Discussing the customer base at the show, Schmit noted the "biggest increase was in the medium-sized manufacturers, who make a wide range of products other than furniture." Retail participation also was strong for the 27th year of the show, he added.
"Our customers said last year was the best ever, but we're still going to fight harder for business," said Walter Linn, director of sales for Waverly. "I'm gratified with the results here."
"It's definitely a mood of cautious optimism," said Tim Rudd, regional representative for Richloom, who also noted that Monday-opening day-produced the greatest number of people at the show. Retailers, Rudd added, "may be cautious but they're not hesitant about buying-they're leaving orders."

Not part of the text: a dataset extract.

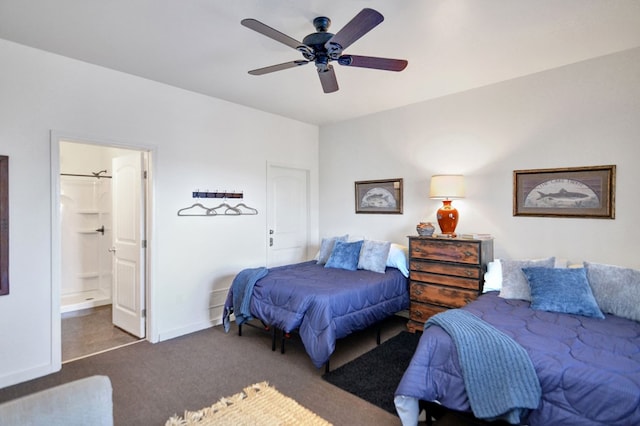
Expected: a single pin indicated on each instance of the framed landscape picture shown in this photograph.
(587, 192)
(379, 196)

At the same time, he noted that manufacturers "are asking for our opinions more than I can remember in the past. Overall, the attitude has been very positive."
On a less positive side, Lew Magrish, senior vp, Chris Stone & Associates, remarked, "Traffic was just fair all around, and we had buyers from soup to nuts-apparel, decorative accessories, retail, distributors, and manufacturers. And there were a lot of people pushing closeouts."
The geographical reach of the show expanded as well, according to Oscar Reig Plaza, sales manager for Covington Fabrics. "We've seen customers from Colorado, Kansas, Missouri, California and Alabama as well as the entire Southwest."
A change from the past was the way the mom-and-pop fabric stores addressed buying.
"They are writing orders, but initial selections are more carefully made," said Reig Plaza "And where they would order samples to let customers pick the colors on 25 percent of their mix, now it's up to 40 percent."
Reig Plaza considers the event here as second only to Showtime in High Point, NC, as a draw for both retailers and manufacturers. "It was a furniture-focused show; now it's a decorative show. We had 70 appointments in three days."